Key point: if the child thread wants to inherit the value of the parent thread, the parent thread must call ThreadLocal before creating the child thread Set () method so that it can inherit.

Note:

        1. Immutable objects (wrapper classes and strings of basic types) are new objects for each operation, with different indexes, so they are independent and do not affect each other.

        2. Variable object (reference type): the parent thread is not initialized and the child thread will not inherit when it is created, so the parent thread and child thread reference different objects separately.

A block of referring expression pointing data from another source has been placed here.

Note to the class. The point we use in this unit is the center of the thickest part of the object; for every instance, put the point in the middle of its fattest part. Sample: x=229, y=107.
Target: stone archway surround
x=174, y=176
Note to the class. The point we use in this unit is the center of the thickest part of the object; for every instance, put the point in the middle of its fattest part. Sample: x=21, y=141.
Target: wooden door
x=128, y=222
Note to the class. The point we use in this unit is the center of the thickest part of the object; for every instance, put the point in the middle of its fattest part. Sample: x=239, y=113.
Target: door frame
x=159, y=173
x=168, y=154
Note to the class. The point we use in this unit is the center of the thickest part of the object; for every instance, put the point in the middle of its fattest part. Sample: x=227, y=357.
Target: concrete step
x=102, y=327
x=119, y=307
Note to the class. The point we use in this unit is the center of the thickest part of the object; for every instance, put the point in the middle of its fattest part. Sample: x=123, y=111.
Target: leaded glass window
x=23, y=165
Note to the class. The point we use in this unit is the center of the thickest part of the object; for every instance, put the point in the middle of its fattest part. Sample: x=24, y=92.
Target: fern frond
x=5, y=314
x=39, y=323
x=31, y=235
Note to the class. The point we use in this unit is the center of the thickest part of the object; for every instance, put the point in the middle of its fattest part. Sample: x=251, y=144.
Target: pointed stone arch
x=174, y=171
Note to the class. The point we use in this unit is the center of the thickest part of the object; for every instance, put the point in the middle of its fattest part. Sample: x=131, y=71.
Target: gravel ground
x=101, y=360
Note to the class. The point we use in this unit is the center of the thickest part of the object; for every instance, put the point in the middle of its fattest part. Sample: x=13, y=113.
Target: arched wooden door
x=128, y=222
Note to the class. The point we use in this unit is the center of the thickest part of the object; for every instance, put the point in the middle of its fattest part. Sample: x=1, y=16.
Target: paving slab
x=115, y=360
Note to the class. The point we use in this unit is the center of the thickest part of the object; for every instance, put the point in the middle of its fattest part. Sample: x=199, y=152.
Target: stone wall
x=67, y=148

        3. Variable object (reference type): the parent thread has initialization, and the child thread will inherit when it is created. Therefore, the parent and child threads share the same object index. If the child thread modifies the attribute, the parent thread will also change (premise: the child thread must obtain the object instance through get() to modify the same object instance; If you directly set() a new object, the parent and child threads will hold different indexes, thus opposing each other).

4, Other

1. Improper use of ThreadLocal may lead to memory leakage

Entry in ThreadLocalMap uses ThreadLocal weak reference as key. During the running of the current thread, if the {ThreadLocal variable is not strongly referenced, it will be recycled during} GC, which leads to an entry data with null key and non null value in ThreadLocalMap, resulting in memory leakage.

Solution: use ThreadLocal to manually call the remove method.